We aimed to assess the diagnostic accuracy of the
5.07/10 g monofilament test in patients referred to
polyneuropathy assessments, as well as to examine how
disease severity, age, sex and neuropathic pain (NP)
impact diagnostic accuracy.
Research design and methods Five Norwegian
university hospitals recruited patients with diabetes aged
18–70 referred to neurological outpatient clinics for
polyneuropathy assessments. The 5.07/10 g Semmes-
Weinstein monofilament examination (SWME) was
validated against the Toronto consensus for diagnosing
diabetic neuropathies; the results were stratified by age,
sex and NP. Disease severity was graded by a combined
nerve conduction study (NCS) Z-score, and logistic
regression was applied to assess whether disease
severity was a predictor of diagnostic accuracy.

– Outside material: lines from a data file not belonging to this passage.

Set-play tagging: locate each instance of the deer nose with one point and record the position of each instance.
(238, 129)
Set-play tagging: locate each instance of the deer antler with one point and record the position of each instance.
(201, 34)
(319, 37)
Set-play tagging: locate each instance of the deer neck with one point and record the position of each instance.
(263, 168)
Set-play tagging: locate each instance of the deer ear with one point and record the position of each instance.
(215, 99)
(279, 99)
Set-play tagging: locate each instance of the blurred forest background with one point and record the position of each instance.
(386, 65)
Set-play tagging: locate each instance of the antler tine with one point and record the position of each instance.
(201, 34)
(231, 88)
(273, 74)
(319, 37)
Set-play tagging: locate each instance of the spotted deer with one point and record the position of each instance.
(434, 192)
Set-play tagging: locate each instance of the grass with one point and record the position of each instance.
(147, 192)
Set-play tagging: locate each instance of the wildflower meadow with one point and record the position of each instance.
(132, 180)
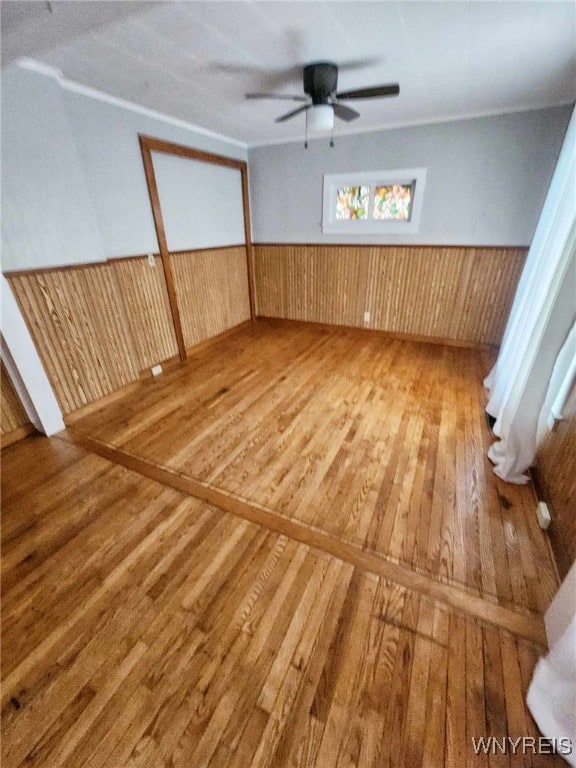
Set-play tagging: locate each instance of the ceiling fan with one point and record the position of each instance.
(323, 100)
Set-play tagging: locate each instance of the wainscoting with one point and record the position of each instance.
(212, 291)
(97, 327)
(453, 293)
(14, 422)
(557, 481)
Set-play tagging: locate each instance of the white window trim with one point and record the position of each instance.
(331, 225)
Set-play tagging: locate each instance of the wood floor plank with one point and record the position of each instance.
(210, 639)
(319, 569)
(378, 441)
(525, 624)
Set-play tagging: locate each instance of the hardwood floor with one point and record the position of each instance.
(378, 443)
(145, 627)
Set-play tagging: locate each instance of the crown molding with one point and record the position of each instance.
(413, 124)
(33, 65)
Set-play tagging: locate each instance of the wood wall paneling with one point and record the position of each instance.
(79, 325)
(556, 465)
(13, 415)
(145, 298)
(212, 291)
(98, 327)
(463, 293)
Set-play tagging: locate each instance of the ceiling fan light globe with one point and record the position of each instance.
(320, 118)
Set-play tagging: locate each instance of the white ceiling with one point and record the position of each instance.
(195, 60)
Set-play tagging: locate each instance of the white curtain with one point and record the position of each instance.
(542, 315)
(552, 693)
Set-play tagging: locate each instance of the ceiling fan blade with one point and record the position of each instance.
(275, 96)
(292, 113)
(345, 113)
(370, 93)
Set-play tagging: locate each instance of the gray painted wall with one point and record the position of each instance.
(487, 179)
(107, 140)
(73, 182)
(47, 214)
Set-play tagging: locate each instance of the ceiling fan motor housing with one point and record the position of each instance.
(320, 81)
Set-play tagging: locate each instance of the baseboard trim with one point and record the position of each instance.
(146, 374)
(16, 435)
(438, 340)
(528, 626)
(207, 343)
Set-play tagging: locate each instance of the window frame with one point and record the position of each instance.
(372, 179)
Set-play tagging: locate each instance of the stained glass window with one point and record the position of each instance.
(393, 202)
(352, 202)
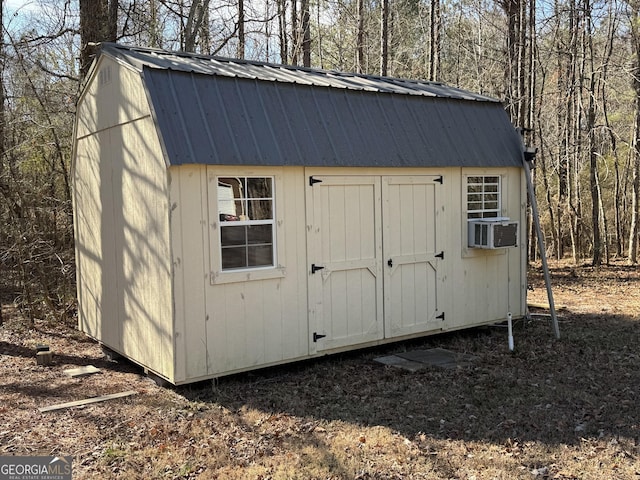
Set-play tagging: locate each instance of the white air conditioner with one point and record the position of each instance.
(493, 233)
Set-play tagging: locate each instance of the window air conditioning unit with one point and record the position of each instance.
(493, 233)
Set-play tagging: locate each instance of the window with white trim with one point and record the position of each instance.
(483, 196)
(247, 222)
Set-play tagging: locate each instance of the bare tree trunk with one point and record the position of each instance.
(197, 15)
(241, 36)
(384, 38)
(635, 159)
(2, 130)
(591, 137)
(92, 31)
(435, 26)
(282, 31)
(360, 38)
(306, 33)
(295, 41)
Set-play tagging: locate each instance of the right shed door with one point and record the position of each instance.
(411, 210)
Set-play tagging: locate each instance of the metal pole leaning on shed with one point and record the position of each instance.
(530, 152)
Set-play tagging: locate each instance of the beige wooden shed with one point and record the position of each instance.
(232, 215)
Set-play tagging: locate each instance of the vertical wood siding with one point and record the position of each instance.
(122, 223)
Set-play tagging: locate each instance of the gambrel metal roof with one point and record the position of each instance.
(218, 111)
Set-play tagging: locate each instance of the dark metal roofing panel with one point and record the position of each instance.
(222, 120)
(210, 65)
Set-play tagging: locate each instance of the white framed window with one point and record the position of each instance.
(484, 199)
(246, 214)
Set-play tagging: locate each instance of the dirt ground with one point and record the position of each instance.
(567, 409)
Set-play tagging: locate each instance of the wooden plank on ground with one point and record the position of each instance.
(81, 371)
(86, 401)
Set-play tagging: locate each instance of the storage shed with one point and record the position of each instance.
(232, 214)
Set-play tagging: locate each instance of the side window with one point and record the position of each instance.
(246, 212)
(483, 197)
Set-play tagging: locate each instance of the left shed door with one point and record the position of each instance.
(345, 271)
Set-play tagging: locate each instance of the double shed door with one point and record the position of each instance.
(373, 247)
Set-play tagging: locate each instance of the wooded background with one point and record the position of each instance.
(566, 70)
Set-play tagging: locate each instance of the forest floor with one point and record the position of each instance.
(551, 409)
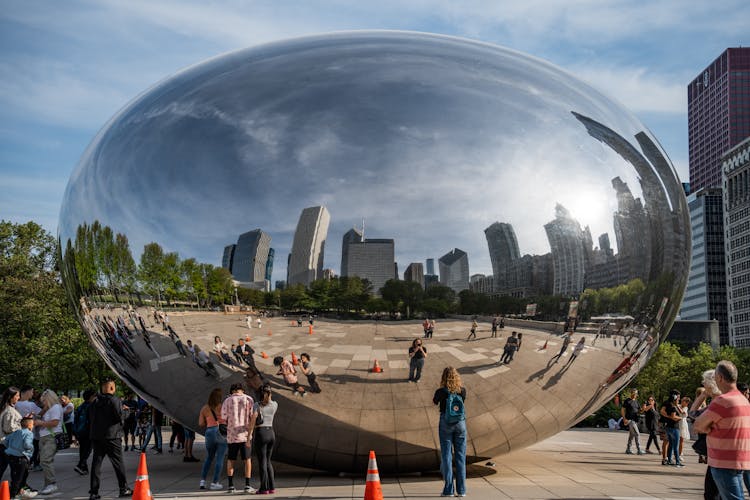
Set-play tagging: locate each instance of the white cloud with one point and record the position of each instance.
(636, 88)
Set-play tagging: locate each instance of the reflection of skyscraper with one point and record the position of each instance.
(351, 236)
(228, 257)
(706, 292)
(503, 247)
(415, 272)
(372, 259)
(566, 239)
(308, 248)
(633, 243)
(430, 266)
(718, 114)
(269, 264)
(454, 270)
(736, 168)
(665, 210)
(251, 257)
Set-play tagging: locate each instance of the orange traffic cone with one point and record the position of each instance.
(372, 486)
(142, 489)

Results In total, 506 patients were included in the
study. Global sensitivity was 0.60 (95% CI 0.55, 0.66),
specificity 0.82 (95% CI 0.75, 0.87), positive and
negative predictive values were 0.86 (95% CI 0.81,
0.90) and 0.52 (95% CI 0.46, 0.58), respectively, positive
and negative likelihood ratios were 3.28 (95% CI 2.37,
4.53) and 0.49 (95% CI 0.42, 0.57), respectively. The
SWME was less sensitive in females (0.43), had lower
specificity in patients with NP (0.56), and performed
worse in patients ≥50 years. NCS-based disease severity
did not affect diagnostic accuracy (OR 1.15, 95% CI
0.95, 1.40).
Conclusions This multicenter study demonstrates
poor diagnostic performance for the 5.07/10 g SWME
in patients with diabetes referred to polyneuropathy
assessments; it is particularly unsuited for female
patients and those with NP. The diagnostic accuracy of
the SWME was not influenced by NCS-based disease
severity, demonstrating that it does not perform better in
patients with later stages of DPN. We do not recommend
the use of the 5.07/10 g monofilament in the evaluation
of patients with diabetes referred to polyneuropathy
assessments.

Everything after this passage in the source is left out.